In my 30+ years of being a compliance professional, it’s rare to see FINRA ask its members to do a mea culpa like this. Self-disclosure isn’t unusual for FINRA. What is unusual, though, is asking firms to identify and voluntarily self-disclose any suitability issues with share class recommendations made in the last five and a half years.
FINRA is asking its member firms to quickly identify any suitability issues in 529 accounts (college savings plans) where the recommendations made were inconsistent with the investor’s investment objectives. This falls squarely under FINRA Rule 2111, as well as Municipal Securities Rule Making Board (MSRB) Rule G-19 suitability obligations. And why the MSRB you may ask? Because 529 plans are actually municipal securities.

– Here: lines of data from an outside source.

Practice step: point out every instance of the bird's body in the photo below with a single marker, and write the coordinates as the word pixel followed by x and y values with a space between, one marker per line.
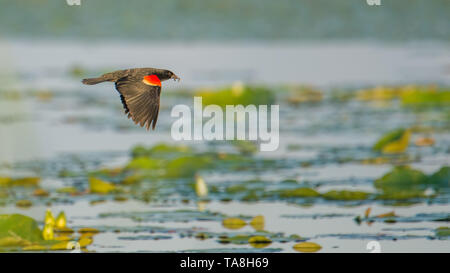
pixel 140 90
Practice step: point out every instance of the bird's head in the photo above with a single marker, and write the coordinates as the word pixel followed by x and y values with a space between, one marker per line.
pixel 164 75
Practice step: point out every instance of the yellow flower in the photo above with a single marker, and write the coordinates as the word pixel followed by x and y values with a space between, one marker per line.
pixel 47 233
pixel 200 186
pixel 61 220
pixel 49 219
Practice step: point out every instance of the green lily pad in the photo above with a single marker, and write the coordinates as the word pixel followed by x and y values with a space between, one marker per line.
pixel 299 192
pixel 346 195
pixel 441 178
pixel 19 230
pixel 442 232
pixel 238 94
pixel 393 142
pixel 402 178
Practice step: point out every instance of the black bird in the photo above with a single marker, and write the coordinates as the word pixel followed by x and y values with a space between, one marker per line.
pixel 140 89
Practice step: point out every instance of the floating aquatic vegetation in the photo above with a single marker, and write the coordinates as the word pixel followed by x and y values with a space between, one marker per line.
pixel 145 237
pixel 99 186
pixel 19 182
pixel 233 223
pixel 60 222
pixel 426 97
pixel 307 247
pixel 19 230
pixel 258 223
pixel 346 195
pixel 237 94
pixel 302 94
pixel 245 147
pixel 441 178
pixel 24 203
pixel 424 141
pixel 161 150
pixel 167 216
pixel 299 192
pixel 396 141
pixel 401 178
pixel 40 193
pixel 259 241
pixel 200 186
pixel 442 232
pixel 67 190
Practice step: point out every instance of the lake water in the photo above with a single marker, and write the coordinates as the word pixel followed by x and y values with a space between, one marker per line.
pixel 41 136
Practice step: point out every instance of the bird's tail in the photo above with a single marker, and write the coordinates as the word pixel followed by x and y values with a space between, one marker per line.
pixel 93 81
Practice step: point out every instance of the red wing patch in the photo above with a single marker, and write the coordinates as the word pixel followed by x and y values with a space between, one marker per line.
pixel 152 80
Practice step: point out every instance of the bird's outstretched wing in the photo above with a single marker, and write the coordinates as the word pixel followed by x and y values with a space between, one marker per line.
pixel 141 101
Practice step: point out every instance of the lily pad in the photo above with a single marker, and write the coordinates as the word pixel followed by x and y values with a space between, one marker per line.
pixel 19 230
pixel 402 178
pixel 99 186
pixel 259 241
pixel 443 232
pixel 238 94
pixel 307 247
pixel 396 141
pixel 441 178
pixel 233 223
pixel 299 192
pixel 346 195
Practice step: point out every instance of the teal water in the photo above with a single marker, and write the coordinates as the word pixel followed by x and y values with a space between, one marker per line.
pixel 397 20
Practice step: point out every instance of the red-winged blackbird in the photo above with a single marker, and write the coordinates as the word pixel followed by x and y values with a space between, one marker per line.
pixel 140 89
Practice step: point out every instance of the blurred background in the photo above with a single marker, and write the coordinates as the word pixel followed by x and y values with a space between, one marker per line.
pixel 364 123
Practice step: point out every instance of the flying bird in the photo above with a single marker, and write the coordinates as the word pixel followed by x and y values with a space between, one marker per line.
pixel 140 89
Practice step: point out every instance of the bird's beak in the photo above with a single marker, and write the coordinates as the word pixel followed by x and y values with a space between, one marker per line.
pixel 175 77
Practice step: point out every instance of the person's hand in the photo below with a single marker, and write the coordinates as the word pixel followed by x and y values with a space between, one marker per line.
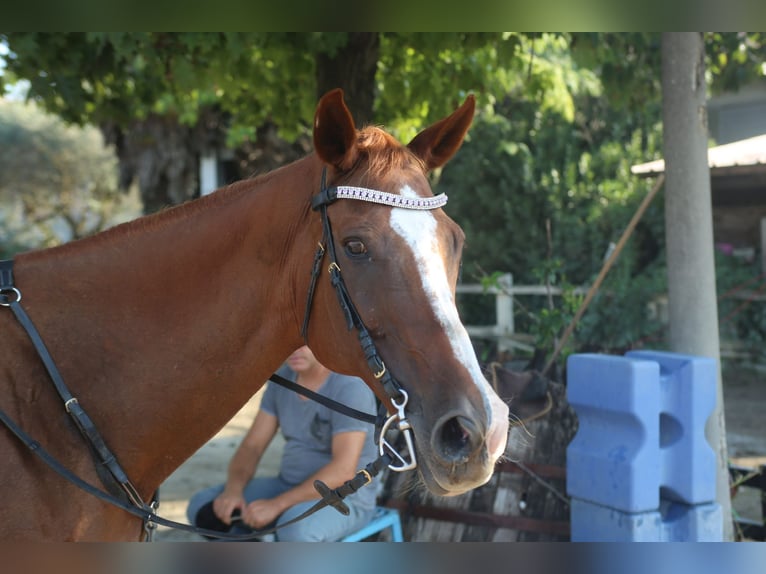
pixel 226 503
pixel 261 513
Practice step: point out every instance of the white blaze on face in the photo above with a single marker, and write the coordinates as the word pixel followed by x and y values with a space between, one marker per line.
pixel 418 229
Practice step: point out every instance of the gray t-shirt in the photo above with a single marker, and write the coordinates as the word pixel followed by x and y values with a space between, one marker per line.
pixel 308 428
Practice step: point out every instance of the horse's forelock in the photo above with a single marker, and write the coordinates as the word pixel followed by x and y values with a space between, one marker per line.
pixel 381 155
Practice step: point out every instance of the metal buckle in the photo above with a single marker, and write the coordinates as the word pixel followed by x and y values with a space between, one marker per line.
pixel 408 460
pixel 5 300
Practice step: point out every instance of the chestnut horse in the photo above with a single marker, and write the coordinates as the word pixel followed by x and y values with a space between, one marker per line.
pixel 162 328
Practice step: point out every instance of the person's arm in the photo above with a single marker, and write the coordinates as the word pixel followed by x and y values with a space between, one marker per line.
pixel 243 465
pixel 346 451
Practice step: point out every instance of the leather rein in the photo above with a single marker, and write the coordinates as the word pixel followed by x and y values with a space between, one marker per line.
pixel 120 492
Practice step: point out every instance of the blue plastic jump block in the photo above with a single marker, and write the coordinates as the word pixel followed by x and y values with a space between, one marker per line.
pixel 675 522
pixel 641 432
pixel 384 518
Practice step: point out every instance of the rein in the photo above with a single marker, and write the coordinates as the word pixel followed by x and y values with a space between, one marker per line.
pixel 123 494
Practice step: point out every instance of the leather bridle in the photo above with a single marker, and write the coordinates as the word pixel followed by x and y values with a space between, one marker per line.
pixel 121 492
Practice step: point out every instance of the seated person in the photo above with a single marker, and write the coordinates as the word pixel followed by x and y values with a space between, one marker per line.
pixel 319 444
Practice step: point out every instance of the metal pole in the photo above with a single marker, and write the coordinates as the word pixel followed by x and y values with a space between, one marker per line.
pixel 692 303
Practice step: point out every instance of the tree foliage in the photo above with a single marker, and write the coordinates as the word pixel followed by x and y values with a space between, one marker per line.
pixel 562 117
pixel 57 183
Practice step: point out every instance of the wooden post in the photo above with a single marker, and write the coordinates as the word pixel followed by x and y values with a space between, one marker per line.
pixel 504 312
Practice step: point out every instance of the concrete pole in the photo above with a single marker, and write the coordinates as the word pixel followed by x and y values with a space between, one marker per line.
pixel 692 300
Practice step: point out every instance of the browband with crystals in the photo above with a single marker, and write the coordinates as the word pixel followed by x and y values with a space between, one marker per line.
pixel 374 196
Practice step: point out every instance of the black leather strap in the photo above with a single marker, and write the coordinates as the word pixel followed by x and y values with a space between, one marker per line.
pixel 326 401
pixel 116 480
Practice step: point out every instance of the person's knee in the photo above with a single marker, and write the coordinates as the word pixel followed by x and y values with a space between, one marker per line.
pixel 301 532
pixel 197 501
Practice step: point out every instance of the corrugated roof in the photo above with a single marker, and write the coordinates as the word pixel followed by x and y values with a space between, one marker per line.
pixel 747 152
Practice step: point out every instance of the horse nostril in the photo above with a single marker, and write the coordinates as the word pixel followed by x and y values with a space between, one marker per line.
pixel 456 439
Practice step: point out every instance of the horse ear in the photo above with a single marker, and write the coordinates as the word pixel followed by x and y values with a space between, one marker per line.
pixel 438 143
pixel 334 131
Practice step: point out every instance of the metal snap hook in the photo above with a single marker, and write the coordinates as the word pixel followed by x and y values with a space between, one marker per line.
pixel 406 461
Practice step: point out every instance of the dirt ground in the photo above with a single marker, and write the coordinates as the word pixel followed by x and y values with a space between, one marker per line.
pixel 744 402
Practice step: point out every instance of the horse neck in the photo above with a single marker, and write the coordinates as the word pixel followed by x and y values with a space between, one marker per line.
pixel 174 321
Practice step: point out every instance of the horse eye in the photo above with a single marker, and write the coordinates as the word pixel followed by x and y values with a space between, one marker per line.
pixel 355 248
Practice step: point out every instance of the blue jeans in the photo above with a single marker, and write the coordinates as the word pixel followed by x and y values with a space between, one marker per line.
pixel 325 525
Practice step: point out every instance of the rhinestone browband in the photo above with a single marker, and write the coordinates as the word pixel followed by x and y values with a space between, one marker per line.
pixel 382 197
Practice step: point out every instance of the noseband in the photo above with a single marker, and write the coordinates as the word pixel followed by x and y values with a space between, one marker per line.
pixel 392 388
pixel 122 492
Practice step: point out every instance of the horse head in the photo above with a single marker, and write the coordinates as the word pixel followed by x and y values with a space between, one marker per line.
pixel 400 268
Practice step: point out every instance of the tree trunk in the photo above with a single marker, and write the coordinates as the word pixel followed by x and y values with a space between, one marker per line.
pixel 692 303
pixel 353 69
pixel 162 155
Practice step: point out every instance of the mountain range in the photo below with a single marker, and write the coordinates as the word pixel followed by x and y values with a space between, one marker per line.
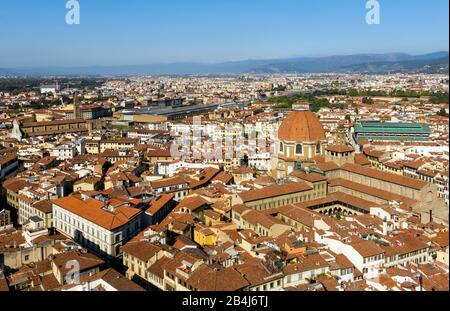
pixel 437 62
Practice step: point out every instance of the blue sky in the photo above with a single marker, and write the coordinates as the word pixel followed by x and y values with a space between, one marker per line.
pixel 118 32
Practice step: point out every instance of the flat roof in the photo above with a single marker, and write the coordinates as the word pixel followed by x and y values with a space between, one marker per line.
pixel 391 127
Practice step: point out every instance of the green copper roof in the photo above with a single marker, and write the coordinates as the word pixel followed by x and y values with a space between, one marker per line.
pixel 392 128
pixel 391 138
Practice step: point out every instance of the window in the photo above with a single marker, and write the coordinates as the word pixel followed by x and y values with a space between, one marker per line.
pixel 318 149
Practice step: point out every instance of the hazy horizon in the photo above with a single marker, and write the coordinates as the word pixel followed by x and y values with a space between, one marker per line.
pixel 35 35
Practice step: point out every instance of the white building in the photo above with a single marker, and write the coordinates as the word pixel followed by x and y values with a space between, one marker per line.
pixel 99 226
pixel 64 152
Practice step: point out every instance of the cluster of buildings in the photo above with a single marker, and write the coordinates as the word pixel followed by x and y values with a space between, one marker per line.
pixel 352 199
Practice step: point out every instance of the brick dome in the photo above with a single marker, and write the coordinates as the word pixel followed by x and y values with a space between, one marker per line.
pixel 301 126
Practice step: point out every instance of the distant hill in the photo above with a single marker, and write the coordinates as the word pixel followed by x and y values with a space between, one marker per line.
pixel 364 63
pixel 360 63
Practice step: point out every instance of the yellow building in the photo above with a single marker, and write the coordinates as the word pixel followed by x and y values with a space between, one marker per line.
pixel 204 235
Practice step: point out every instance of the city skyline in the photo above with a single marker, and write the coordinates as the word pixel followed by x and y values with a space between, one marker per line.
pixel 201 32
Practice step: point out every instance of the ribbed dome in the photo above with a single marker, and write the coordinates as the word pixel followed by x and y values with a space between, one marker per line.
pixel 301 126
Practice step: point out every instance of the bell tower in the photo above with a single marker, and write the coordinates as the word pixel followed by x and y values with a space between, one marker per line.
pixel 76 107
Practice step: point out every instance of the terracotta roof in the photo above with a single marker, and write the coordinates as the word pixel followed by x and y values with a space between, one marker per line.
pixel 361 159
pixel 301 126
pixel 388 177
pixel 311 177
pixel 167 182
pixel 273 191
pixel 93 210
pixel 158 203
pixel 340 148
pixel 142 250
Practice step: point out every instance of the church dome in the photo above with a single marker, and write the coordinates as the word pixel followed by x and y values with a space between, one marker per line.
pixel 301 126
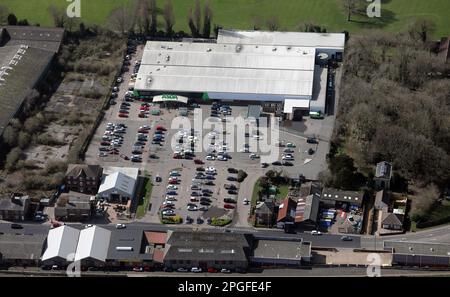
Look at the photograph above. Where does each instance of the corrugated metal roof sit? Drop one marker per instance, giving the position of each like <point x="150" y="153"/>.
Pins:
<point x="61" y="242"/>
<point x="93" y="243"/>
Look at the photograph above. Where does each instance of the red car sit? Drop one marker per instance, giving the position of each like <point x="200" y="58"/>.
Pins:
<point x="228" y="206"/>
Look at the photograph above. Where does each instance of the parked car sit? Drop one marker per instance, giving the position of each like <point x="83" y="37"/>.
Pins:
<point x="228" y="206"/>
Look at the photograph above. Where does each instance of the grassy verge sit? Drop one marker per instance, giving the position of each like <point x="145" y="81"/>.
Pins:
<point x="144" y="203"/>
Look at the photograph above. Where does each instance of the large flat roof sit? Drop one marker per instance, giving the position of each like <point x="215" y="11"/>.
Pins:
<point x="205" y="67"/>
<point x="305" y="39"/>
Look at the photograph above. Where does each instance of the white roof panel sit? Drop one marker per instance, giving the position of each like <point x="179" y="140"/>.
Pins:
<point x="93" y="243"/>
<point x="61" y="242"/>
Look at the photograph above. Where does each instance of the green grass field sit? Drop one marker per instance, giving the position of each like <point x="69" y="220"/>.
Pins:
<point x="396" y="14"/>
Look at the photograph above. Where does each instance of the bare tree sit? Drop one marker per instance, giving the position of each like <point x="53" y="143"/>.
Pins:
<point x="421" y="29"/>
<point x="351" y="6"/>
<point x="169" y="18"/>
<point x="59" y="15"/>
<point x="272" y="23"/>
<point x="207" y="20"/>
<point x="197" y="15"/>
<point x="3" y="14"/>
<point x="122" y="19"/>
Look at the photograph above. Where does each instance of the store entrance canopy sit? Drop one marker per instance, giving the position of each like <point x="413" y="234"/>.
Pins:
<point x="170" y="98"/>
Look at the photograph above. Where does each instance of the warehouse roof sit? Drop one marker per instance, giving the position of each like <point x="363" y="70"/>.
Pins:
<point x="278" y="249"/>
<point x="118" y="181"/>
<point x="206" y="67"/>
<point x="93" y="244"/>
<point x="22" y="246"/>
<point x="306" y="39"/>
<point x="61" y="242"/>
<point x="419" y="248"/>
<point x="21" y="67"/>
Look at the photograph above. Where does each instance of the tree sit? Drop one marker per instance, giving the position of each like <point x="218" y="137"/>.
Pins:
<point x="59" y="15"/>
<point x="12" y="158"/>
<point x="272" y="23"/>
<point x="10" y="136"/>
<point x="197" y="15"/>
<point x="169" y="18"/>
<point x="421" y="29"/>
<point x="351" y="6"/>
<point x="3" y="14"/>
<point x="12" y="19"/>
<point x="207" y="20"/>
<point x="24" y="140"/>
<point x="194" y="30"/>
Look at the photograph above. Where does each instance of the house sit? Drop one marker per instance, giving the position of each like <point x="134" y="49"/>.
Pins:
<point x="74" y="207"/>
<point x="186" y="249"/>
<point x="60" y="246"/>
<point x="419" y="253"/>
<point x="389" y="219"/>
<point x="343" y="199"/>
<point x="14" y="207"/>
<point x="383" y="175"/>
<point x="21" y="249"/>
<point x="118" y="184"/>
<point x="272" y="252"/>
<point x="264" y="212"/>
<point x="307" y="210"/>
<point x="83" y="178"/>
<point x="92" y="247"/>
<point x="286" y="211"/>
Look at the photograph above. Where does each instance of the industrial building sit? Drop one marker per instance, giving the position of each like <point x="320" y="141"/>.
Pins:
<point x="251" y="66"/>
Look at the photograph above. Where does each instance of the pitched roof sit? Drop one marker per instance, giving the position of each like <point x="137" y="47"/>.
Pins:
<point x="330" y="194"/>
<point x="307" y="208"/>
<point x="156" y="237"/>
<point x="392" y="219"/>
<point x="77" y="170"/>
<point x="384" y="170"/>
<point x="61" y="242"/>
<point x="120" y="182"/>
<point x="93" y="244"/>
<point x="49" y="39"/>
<point x="381" y="200"/>
<point x="286" y="208"/>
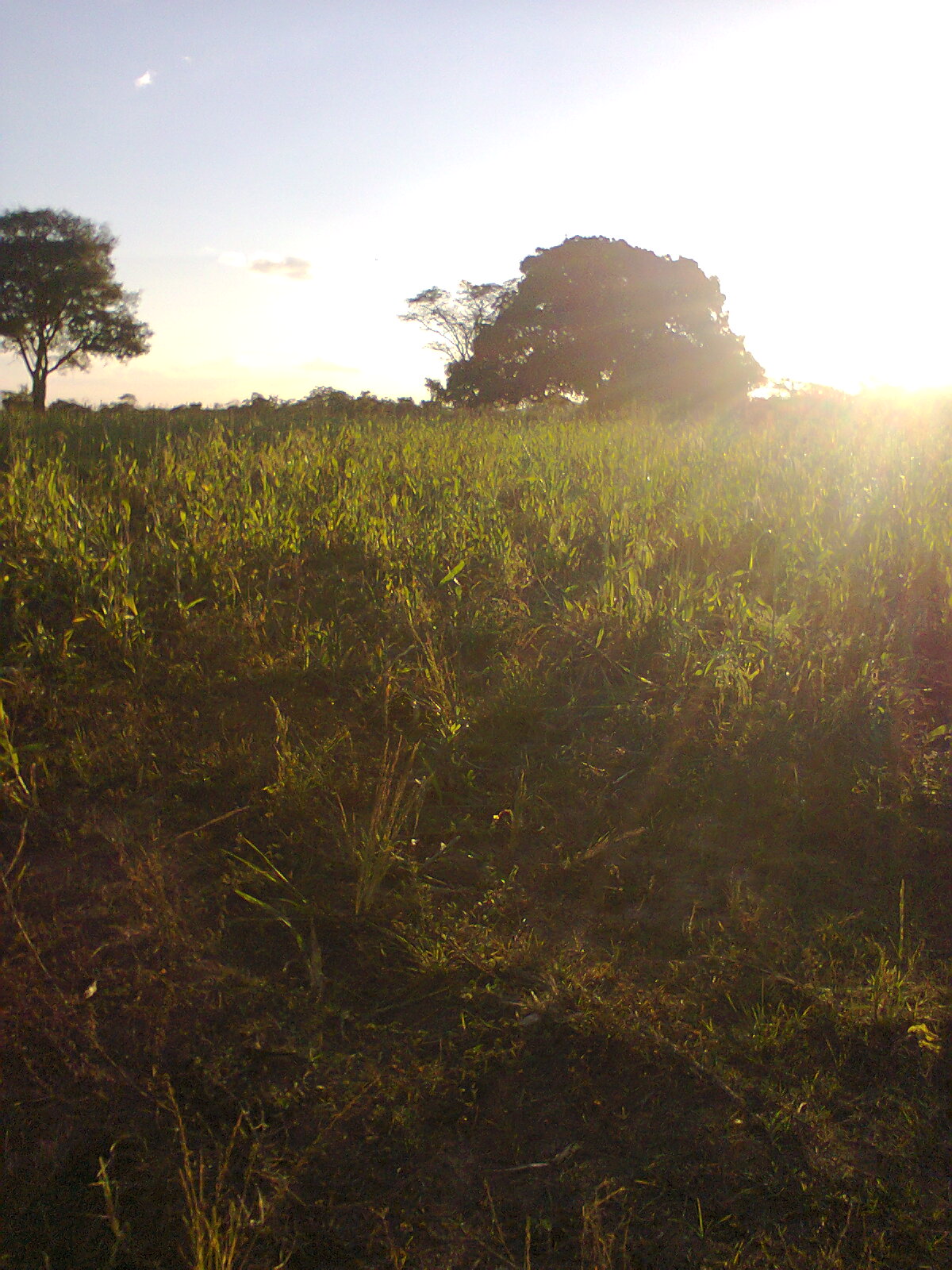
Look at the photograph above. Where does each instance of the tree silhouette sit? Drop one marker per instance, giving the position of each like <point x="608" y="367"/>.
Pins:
<point x="456" y="321"/>
<point x="60" y="302"/>
<point x="601" y="321"/>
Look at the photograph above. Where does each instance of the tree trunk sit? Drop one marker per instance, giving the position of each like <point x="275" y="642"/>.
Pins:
<point x="38" y="393"/>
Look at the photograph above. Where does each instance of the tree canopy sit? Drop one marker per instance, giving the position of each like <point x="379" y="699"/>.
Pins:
<point x="60" y="302"/>
<point x="601" y="321"/>
<point x="456" y="321"/>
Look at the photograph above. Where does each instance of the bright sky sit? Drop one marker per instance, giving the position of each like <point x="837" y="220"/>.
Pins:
<point x="282" y="175"/>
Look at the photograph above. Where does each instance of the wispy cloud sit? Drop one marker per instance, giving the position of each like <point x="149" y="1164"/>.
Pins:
<point x="291" y="267"/>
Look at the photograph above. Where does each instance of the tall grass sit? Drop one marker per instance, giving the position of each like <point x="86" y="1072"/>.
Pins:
<point x="603" y="751"/>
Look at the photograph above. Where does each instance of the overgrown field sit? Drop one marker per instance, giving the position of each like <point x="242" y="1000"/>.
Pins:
<point x="505" y="841"/>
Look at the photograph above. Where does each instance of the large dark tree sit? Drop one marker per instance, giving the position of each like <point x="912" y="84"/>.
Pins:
<point x="601" y="321"/>
<point x="60" y="302"/>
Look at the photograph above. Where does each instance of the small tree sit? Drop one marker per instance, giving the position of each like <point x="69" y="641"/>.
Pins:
<point x="60" y="302"/>
<point x="456" y="321"/>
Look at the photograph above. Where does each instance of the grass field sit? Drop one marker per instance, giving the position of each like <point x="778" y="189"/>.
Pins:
<point x="508" y="841"/>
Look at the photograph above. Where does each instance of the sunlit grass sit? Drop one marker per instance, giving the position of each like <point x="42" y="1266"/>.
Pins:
<point x="559" y="799"/>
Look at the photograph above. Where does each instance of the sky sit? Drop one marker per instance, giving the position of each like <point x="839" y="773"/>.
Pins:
<point x="283" y="175"/>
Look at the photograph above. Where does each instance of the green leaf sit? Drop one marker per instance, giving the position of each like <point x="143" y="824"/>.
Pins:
<point x="452" y="575"/>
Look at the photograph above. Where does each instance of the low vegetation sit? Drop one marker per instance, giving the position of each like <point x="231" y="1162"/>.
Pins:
<point x="470" y="841"/>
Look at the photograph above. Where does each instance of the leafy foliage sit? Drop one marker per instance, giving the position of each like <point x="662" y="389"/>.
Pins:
<point x="598" y="319"/>
<point x="456" y="321"/>
<point x="60" y="302"/>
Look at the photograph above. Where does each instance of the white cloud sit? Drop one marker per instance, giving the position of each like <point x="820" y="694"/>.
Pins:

Let’s discuss this five-and-a-half-year review. As much as identifying specific issues and fixing them is important, the exercise is being used by FINRA to help firms highlight supervisory failures then set supervisory procedures and conduct RR education. So what can you do to show FINRA you’re facing the problem head-on? I’ll warn you that my advice involves diving into your firms’ books and records system data, which can get messy.
Shares in 529 plans are typically sold with different share classes that have various fees or charges. Class A shares usually have front-end sales charges but charge lower annual fees. Class C shares usually have no front-end sales charges but have higher annual fees so the charges and fees depend on the length of time the investor holds the securities when assessing suitability. Knowing the age of the beneficiary and when the money will be needed (the time-horizon) to pay for that college education is a vital data point.
Having a clear way to identify and differentiate between mutual fund classes will also be part of the data sleuthing process. You’ll need to be able to extract transactions in the 529 accounts from your clearing firm data, as well as the recorded investment objectives of the account. Leveraging tools like Microsoft Excel or preferably, if you use RegTech surveillance software and can enlist the help of your provider, will help you more easily identify the accounts and transactions.
Let’s do a quick recap on those required data points. You need a clear view of historical account and trade information that includes:
- account type
- beneficiary date of birth
- time horizon
- investment objectives
- trade dates
- transaction details
- security type and details
- sales charges or fees
I would strongly recommend reviewing FINRA’s Regulatory Notice 19-04 as well as the FAQ’s for this initiative first before jumping in. And one last thing... you have until April 30th 2019 to demonstrate that you have put a supervisory process in place, which becomes part of your Written Supervisory Policies.